Variations autour du sulfitage
La dernière matinée technique des œnologues de Champagne a été consacrée au soufre. En voici les principaux enseignements.
La dernière matinée technique des œnologues de Champagne a été consacrée au soufre. En voici les principaux enseignements.

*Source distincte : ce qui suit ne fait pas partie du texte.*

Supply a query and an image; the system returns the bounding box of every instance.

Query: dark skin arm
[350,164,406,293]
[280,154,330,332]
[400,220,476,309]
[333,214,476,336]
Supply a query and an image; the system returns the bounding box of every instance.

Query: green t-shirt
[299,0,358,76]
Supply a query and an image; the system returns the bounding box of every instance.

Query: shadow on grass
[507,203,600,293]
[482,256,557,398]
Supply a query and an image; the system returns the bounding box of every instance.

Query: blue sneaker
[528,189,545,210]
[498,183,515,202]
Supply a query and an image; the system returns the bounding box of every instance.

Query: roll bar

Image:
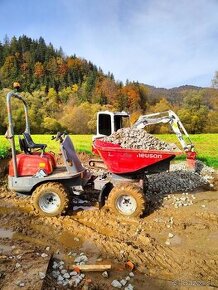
[7,91,30,177]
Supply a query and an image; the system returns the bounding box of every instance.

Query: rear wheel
[108,183,146,217]
[32,182,69,216]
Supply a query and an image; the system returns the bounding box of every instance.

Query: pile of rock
[147,161,214,197]
[103,128,179,151]
[148,170,208,195]
[51,261,85,287]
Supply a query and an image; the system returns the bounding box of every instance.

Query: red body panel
[9,152,56,176]
[94,139,182,174]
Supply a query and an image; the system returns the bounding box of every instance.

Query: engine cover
[9,152,56,176]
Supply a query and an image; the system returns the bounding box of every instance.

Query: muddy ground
[0,160,218,290]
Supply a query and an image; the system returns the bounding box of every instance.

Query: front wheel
[32,182,69,216]
[107,183,146,217]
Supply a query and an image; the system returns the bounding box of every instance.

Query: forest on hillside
[0,35,218,134]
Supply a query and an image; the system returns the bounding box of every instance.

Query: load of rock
[103,128,179,151]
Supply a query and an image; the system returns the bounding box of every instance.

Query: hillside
[0,35,218,133]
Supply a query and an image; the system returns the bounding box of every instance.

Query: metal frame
[6,91,90,193]
[7,91,30,177]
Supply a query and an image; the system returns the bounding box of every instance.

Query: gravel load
[103,128,179,151]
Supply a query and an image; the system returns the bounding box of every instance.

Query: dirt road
[0,162,218,289]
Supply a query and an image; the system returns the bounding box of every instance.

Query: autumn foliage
[0,36,218,134]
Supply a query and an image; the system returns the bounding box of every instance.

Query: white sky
[0,0,218,88]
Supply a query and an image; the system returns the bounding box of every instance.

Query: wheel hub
[117,195,137,215]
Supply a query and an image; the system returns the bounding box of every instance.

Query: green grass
[0,134,218,168]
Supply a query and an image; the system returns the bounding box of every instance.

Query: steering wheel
[51,132,67,143]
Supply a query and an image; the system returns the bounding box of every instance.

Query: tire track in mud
[0,192,218,281]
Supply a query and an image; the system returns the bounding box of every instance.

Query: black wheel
[107,183,146,217]
[31,182,69,216]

L’interprofession champenoise en est persuadée : il est possible de diminuer de moitié les doses de sulfitage lors de l’élaboration d’un champagne. À commencer par les doses en sortie de pressoir. Selon les essais de l’interprofession, un sulfitage à 3 à 4 g/hl à ce stade permet d’obtenir un profil similaire, voire plus fruité qu’un vin sulfité à 7 gh/l. « Et il y a d’autres avantages, souligne Benoît Villedey, chef de projet au Comité vin. Les départs en fermentation alcoolique (FA) se font plus vite, les fermentations malolactiques (FML) se réalisent plus rapidement et le SO2 total diminue plus que de moitié : on se retrouve à 20 mg/l contre 48 mg/l pour une dose classique. » Cette stratégie de demi-dose doit être appliquée tout au long du process. Après FML, Benoît Villedey conseille de réajuster avec 10 mg/l (contre 20 mg/l classiquement) puis de boucher avec une capsule de tirage faiblement perméable à l’oxygène (au lieu d’une moyennement perméable). Au dégorgement, il préconise d’avoir recours au jetting et de sulfiter à 7,5 mg/l. « Cet itinéraire à demi-dose fonctionne bien dans des situations classiques, relativise-t-il. Néanmoins, il reste encore à définir des stratégies en cas de vendanges altérées, de vins sans FML ou de cuvées réserve. »
De son côté, Moët et Chandon prône non pas les diminutions des doses, mais le sulfitage différé en fin d’écoulement, qui donne « des moûts plus clairs ; des vins plus nets », rapporte Diane Courot, chef de projet R & D de la maison. La pratique a donc été généralisée sur l’ensemble des rouges (pinots noirs et meuniers), avec une dose de 5 à 7 g/hl. Néanmoins, la maison a constaté que sur dix ans, 75 % des vins considérés comme étant oxydés avaient un taux de SO2 total inférieur à 25 mg/l. Ce taux est donc devenu un seuil d’alerte : lorsque le vin est en dessous, il est systématiquement réajusté. Une opération compliquée d’un point de vue logistique, que la maison souhaite donc anticiper. « Nous avons cherché à comprendre pourquoi nous avions parfois de telles pertes de SO2, afin de trouver des genres d’abaques en amont », poursuit Diane Courot. Pour ce faire, la maison s’est penchée sur différentes matrices. La maturité s’est avérée être l’un des principaux facteurs de perte : lorsque le raisin est sain et mûr, il y a peu de pertes de SO2 au fil du process. D’autres critères jouent un rôle, comme la température de pressurage (plus elle est élevée, plus il y a de pertes) ou le niveau de sucre. Moët et Chandon compte donc poursuivre ses essais sur le sujet.
À l’avenir, plusieurs produits ou procédés pourraient permettre de diminuer les doses de SO2, à l’instar du glutathion, récemment autorisé par l’OIV. « Mais attention, prévient Pierre-Louis Teissedre, professeur des universités à Bordeaux. Ce produit, qui procure une bonne protection contre l’oxydation, n’est pas encore autorisé par l’Union européenne. Car pour ce faire, il faudrait qu’il intègre la liste des additifs autorisés. Or il manque encore un contrôle de l’Efsa pour que ce soit le cas. » En attendant l’aval de l’Union européenne, des levures inactivées à teneur réduite en glutathion peuvent être ajoutées en début ou cours de FA.
Les bactériocines, les UVC (éradication des bactéries), les champs électriques pulsés (destruction des levures et des bactéries) et les ultrasons (effet antiseptique), sont d’autres solutions d’avenir.
Enfin, l’ajout de resvératrol pourrait s’avérer intéressant. Un essai réalisé en Argentine a montré des résultats similaires entre un vin sulfité (à raison de 7 g de métabisulfite de potassium pour 100 kg de raisin), un autre additionné de resvératrol à 150 mg/l de béta-cyclodextrine complexe en microcapsules, et un dernier à 300 mg/l. Tant la cinétique fermentaire que les caractéristiques organoleptiques du vin sont ressorties identiques. Seule l’intensité du vin s’est avérée plus élevée dans le cas de l’ajout de 300 mg/l de resvératrol. Néanmoins, aucune donnée concernant la conservation des vins ainsi traités n’est actuellement disponible.